Thirdly, recognize that 9 times out of 10 the reason the Dream Spitters are doing the spitting is because they are unhappy in their own lives.  This is obvious, but when you're in the midst of someone making you feel like your dreams are impossible it's can be hard to see the root of where it's coming from.  You might want to willingly take on what they are dishing out because it's easier to give up than to keep plugging away at your dream. But don't ever let the Dream Spitters win.  It's what they want, and they don't deserve it.

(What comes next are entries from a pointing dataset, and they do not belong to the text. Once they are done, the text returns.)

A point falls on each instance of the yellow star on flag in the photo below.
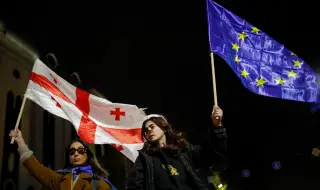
(261, 82)
(297, 63)
(244, 73)
(236, 59)
(280, 81)
(255, 30)
(242, 36)
(292, 74)
(235, 47)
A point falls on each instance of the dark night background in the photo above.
(155, 54)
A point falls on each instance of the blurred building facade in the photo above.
(46, 135)
(39, 128)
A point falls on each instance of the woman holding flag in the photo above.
(82, 170)
(168, 161)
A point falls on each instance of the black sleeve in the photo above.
(214, 147)
(136, 176)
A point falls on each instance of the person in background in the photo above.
(168, 161)
(82, 170)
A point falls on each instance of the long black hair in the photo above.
(91, 160)
(175, 140)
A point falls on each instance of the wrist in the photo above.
(21, 143)
(217, 123)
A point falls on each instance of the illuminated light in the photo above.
(245, 173)
(276, 165)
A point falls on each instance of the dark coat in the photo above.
(193, 158)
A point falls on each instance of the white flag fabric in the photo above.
(96, 120)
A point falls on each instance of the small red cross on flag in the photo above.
(54, 79)
(117, 113)
(119, 148)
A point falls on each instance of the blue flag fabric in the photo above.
(264, 66)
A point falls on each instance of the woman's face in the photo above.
(77, 154)
(153, 132)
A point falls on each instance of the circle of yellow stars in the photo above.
(261, 81)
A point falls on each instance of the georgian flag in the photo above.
(96, 120)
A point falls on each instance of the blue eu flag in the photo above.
(264, 66)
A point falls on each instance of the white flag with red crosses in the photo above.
(96, 120)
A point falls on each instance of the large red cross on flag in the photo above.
(96, 120)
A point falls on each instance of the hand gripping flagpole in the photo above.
(19, 117)
(215, 96)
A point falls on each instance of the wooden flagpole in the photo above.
(19, 117)
(215, 95)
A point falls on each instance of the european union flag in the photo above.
(264, 66)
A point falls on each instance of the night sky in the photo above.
(155, 54)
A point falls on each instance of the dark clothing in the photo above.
(169, 172)
(148, 174)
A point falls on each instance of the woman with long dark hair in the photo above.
(82, 170)
(168, 162)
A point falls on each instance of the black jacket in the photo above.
(193, 158)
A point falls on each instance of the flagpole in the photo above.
(19, 117)
(215, 95)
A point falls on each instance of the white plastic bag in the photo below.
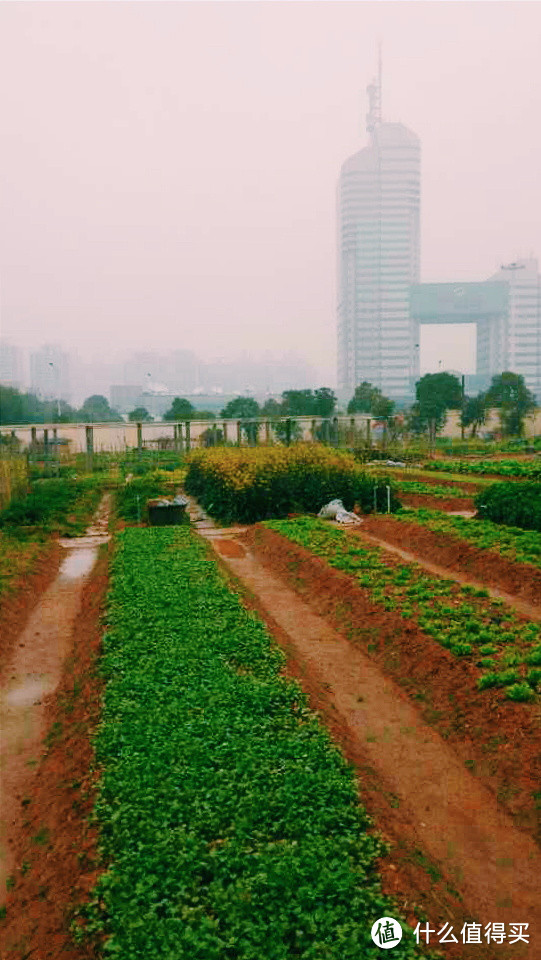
(335, 510)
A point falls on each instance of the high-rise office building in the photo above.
(50, 373)
(378, 259)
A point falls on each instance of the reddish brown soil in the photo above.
(17, 605)
(468, 487)
(523, 580)
(436, 503)
(416, 786)
(56, 869)
(497, 739)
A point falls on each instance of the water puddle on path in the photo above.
(32, 675)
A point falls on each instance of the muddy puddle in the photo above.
(33, 673)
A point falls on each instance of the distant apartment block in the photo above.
(378, 257)
(11, 365)
(50, 373)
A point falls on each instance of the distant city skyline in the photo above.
(168, 171)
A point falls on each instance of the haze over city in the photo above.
(169, 170)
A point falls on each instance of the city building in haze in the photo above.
(50, 373)
(506, 310)
(11, 365)
(378, 258)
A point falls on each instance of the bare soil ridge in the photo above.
(443, 807)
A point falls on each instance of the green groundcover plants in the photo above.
(229, 822)
(462, 619)
(62, 506)
(518, 505)
(518, 545)
(530, 469)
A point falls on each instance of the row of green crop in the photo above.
(247, 485)
(530, 469)
(462, 619)
(513, 504)
(229, 821)
(521, 546)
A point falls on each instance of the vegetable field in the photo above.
(229, 821)
(518, 545)
(462, 619)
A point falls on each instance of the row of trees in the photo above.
(17, 407)
(436, 393)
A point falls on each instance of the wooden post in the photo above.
(89, 431)
(327, 429)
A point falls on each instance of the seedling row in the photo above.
(464, 620)
(229, 820)
(521, 546)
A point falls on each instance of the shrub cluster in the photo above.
(247, 485)
(529, 469)
(56, 505)
(514, 504)
(131, 498)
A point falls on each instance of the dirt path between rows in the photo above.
(441, 807)
(32, 675)
(518, 584)
(527, 609)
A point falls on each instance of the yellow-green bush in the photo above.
(13, 479)
(248, 485)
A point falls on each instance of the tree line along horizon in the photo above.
(436, 393)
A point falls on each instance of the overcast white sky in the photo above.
(169, 169)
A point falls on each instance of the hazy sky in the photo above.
(169, 170)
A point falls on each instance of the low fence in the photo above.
(92, 438)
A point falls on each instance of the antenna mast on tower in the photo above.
(373, 117)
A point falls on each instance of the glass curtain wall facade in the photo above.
(378, 260)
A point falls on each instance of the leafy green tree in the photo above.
(510, 394)
(180, 409)
(324, 402)
(382, 407)
(298, 403)
(243, 408)
(240, 408)
(361, 401)
(97, 410)
(203, 415)
(140, 415)
(271, 408)
(370, 399)
(436, 394)
(474, 412)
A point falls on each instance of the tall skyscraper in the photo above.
(378, 260)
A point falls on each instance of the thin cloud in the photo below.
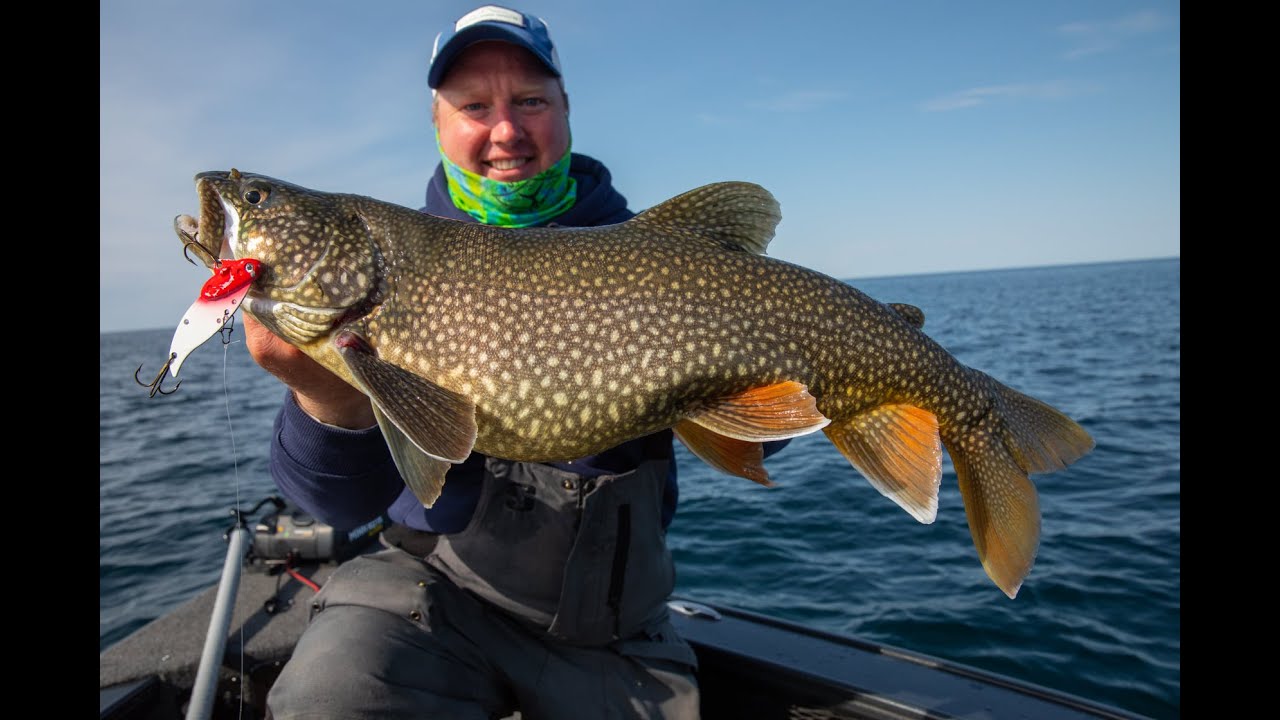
(1102, 36)
(976, 96)
(799, 101)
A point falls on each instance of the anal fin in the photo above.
(897, 449)
(421, 473)
(777, 411)
(727, 455)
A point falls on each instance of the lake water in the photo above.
(1098, 615)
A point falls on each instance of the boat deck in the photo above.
(750, 666)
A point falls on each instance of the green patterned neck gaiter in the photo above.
(517, 204)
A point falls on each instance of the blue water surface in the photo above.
(1098, 615)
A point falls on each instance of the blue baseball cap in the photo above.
(492, 22)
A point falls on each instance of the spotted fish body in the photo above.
(553, 343)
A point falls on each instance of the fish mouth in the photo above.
(214, 232)
(218, 220)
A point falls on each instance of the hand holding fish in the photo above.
(319, 393)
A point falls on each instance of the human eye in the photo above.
(531, 103)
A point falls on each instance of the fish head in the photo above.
(319, 263)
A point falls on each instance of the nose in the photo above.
(506, 127)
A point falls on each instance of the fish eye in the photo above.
(256, 195)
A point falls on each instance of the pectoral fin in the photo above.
(727, 455)
(423, 473)
(778, 411)
(897, 449)
(438, 422)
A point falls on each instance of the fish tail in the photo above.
(992, 459)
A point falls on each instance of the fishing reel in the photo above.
(289, 536)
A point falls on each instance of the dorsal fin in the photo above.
(909, 313)
(739, 215)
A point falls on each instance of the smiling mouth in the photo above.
(508, 163)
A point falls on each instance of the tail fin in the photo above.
(1019, 436)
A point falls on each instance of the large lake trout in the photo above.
(553, 343)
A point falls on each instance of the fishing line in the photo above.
(231, 431)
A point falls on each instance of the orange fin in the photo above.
(777, 411)
(897, 449)
(727, 455)
(1004, 514)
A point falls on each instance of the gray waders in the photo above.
(552, 601)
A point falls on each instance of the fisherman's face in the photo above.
(501, 113)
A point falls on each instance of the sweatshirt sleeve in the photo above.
(339, 477)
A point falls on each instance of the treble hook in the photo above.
(228, 326)
(202, 249)
(155, 384)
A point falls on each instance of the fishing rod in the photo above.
(215, 641)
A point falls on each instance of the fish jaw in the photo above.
(320, 265)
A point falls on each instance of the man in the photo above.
(531, 587)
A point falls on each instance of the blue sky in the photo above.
(900, 136)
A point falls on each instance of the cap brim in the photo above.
(479, 32)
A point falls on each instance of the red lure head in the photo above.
(229, 276)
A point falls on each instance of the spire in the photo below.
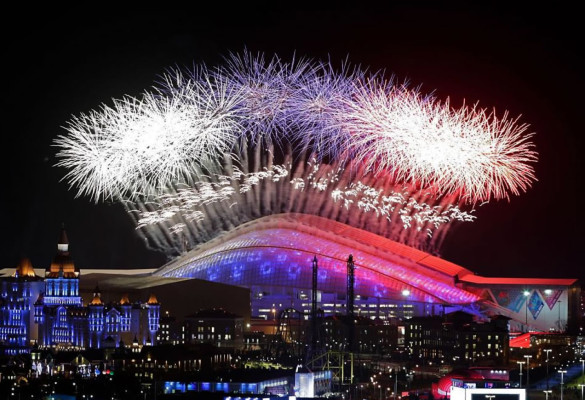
(124, 300)
(40, 299)
(152, 300)
(24, 269)
(63, 244)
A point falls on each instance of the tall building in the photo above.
(66, 323)
(18, 292)
(458, 339)
(123, 322)
(59, 312)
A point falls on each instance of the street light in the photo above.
(562, 372)
(527, 370)
(526, 293)
(405, 294)
(547, 351)
(521, 363)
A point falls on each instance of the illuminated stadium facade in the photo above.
(245, 172)
(273, 256)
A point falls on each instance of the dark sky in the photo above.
(525, 60)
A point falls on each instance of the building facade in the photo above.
(18, 293)
(64, 322)
(457, 339)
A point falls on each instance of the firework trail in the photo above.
(210, 149)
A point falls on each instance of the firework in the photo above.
(209, 149)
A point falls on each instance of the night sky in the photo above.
(528, 61)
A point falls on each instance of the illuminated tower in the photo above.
(153, 317)
(16, 302)
(350, 301)
(63, 320)
(96, 319)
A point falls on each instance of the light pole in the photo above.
(526, 293)
(547, 351)
(562, 372)
(405, 294)
(520, 363)
(527, 371)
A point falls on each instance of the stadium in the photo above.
(247, 173)
(272, 256)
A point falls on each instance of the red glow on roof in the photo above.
(517, 281)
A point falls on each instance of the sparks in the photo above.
(207, 150)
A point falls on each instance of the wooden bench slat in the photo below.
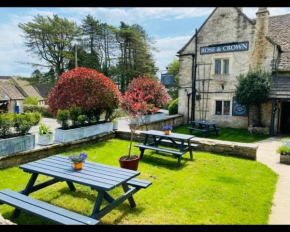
(159, 149)
(118, 170)
(89, 168)
(67, 177)
(51, 208)
(72, 172)
(186, 144)
(139, 183)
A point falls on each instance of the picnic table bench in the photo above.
(204, 126)
(180, 141)
(99, 177)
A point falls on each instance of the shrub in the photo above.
(75, 112)
(62, 117)
(35, 117)
(82, 119)
(173, 107)
(6, 122)
(31, 101)
(85, 88)
(154, 92)
(23, 123)
(44, 110)
(283, 150)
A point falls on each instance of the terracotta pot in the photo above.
(129, 164)
(78, 166)
(167, 132)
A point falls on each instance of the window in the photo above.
(218, 108)
(221, 66)
(222, 108)
(226, 107)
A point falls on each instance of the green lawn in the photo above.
(226, 134)
(211, 189)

Lastly, realize that the Dream Spitters of the world are wholly and completely consumed by outside validation.  Their lives are all about what other people think, or more accurately, what they THINK other people are thinking.  Miss Dream Spitter Sign Language Interpreter enjoyed her position of power and relished reigning over her underlings.  Do you know what I found out about her later? Her husband left her, her first daughter had a baby out of wedlock (which was a big deal to the small tightly-knit church community), her son had been nearly arrested, and her other daughter left the house as soon as she could to get away from her mother.  I have to assume that mine weren't the only dreams she made a habit of spitting upon.

The list goes on.  The friend who kept telling me what was wrong with me was dealing with a crumbling marriage and an fierce desire to work but kept coming up short in finding her perfect job. Horrible boss #1 had just gone through her third divorce and it was common knowledge that she only had that job because she was a friend of one of the directors there.  The colleague who badgered me about my decision to give up my job only found her validation from outside forces like her job title and her salary - she couldn't get it from inside of herself, nor could any of the other people who have felt so free to spit on my and other people's dreams.  The trick is to not let these people's frustrations and disappointments about their own lives rub off on you or me or anyone else who is trying to live a fulfilled and happy life according to their own terms.

So my friend, I encourage you to renounce the Dream Spitters in your life!! You have my permission to cut anyone out of your life who spits on your dreams and doesn't see you as the luminous, stellar, amazing, accomplished, capable-of-anything, talented person THAT YOU ARE.  Not all of us will be able to fulfill our dreams or see them fully realized, but each and every single one of us deserves the chance to try.  And while we're trying, we don't need some yucky Dream Spitters to get in our way.